Agreement In Analysis

When examining the binary results, the diagonal elements of an emergency chart indicate the frequency of the match. Cohens Kappa is a measure of an agreement considered more robust than a simple percentage agreement, because it takes into account the possibility of obtaining a random agreement. It is given by: Cohens` can also be used if the same counsellor evaluates the same patients at two times (z.B 2 weeks apart) or, in the example above, re-evaluated the same response sheets after 2 weeks. Its limitations are: (i) it does not take into account the magnitude of the differences, so it is unsuitable for ordinal data, (ii) it cannot be used if there are more than two advisors, and (iii) it does not distinguish between agreement for positive and negative results – which can be important in clinical situations (for example. B misdiagnosing a disease or falsely excluding them can have different consequences). For ordination data, where there are more than two categories, it is useful to know whether the evaluations of the various counsellors end slightly or vary by a significant amount. For example, microbiologists can assess bacterial growth on cultured plaques such as: none, occasional, moderate or confluence. In this case, the assessment of a plate given by two critics as “occasional” or “moderate” would mean a lower degree of disparity than the absence of “growth” or “confluence.” Kappa`s weighted statistic takes this difference into account. It therefore gives a higher value if the evaluators` responses correspond more closely with the maximum scores for perfect match; Conversely, a larger difference in two credit ratings offers a value lower than the weighted kappa. The techniques of assigning weighting to the difference between categories (linear, square) may vary. A common question in clinical research is whether a new measurement method fits an established method. As a statistical advisor at PHASTAR, I see an increase in studies comparing a new diagnostic tool for artificial intelligence or machine learning with an existing tool or with a clinician. The methodology for analyzing binary data is well established, but the methodology for continuous results is less developed.
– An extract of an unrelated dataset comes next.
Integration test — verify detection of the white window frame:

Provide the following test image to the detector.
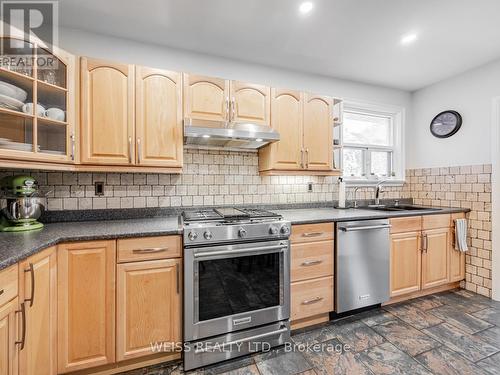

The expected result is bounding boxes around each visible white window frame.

Here we will review the current methodology and show some of the common pitfalls. It should be noted that the match analysis does not guarantee the accuracy of the measurement methods, but shows the extent to which different measurement techniques correspond. To properly assess a new measurement method, it is also necessary to take into account quantities relating to the validity of measurements, such as sensitivity, specificity and positive and negative forecast values.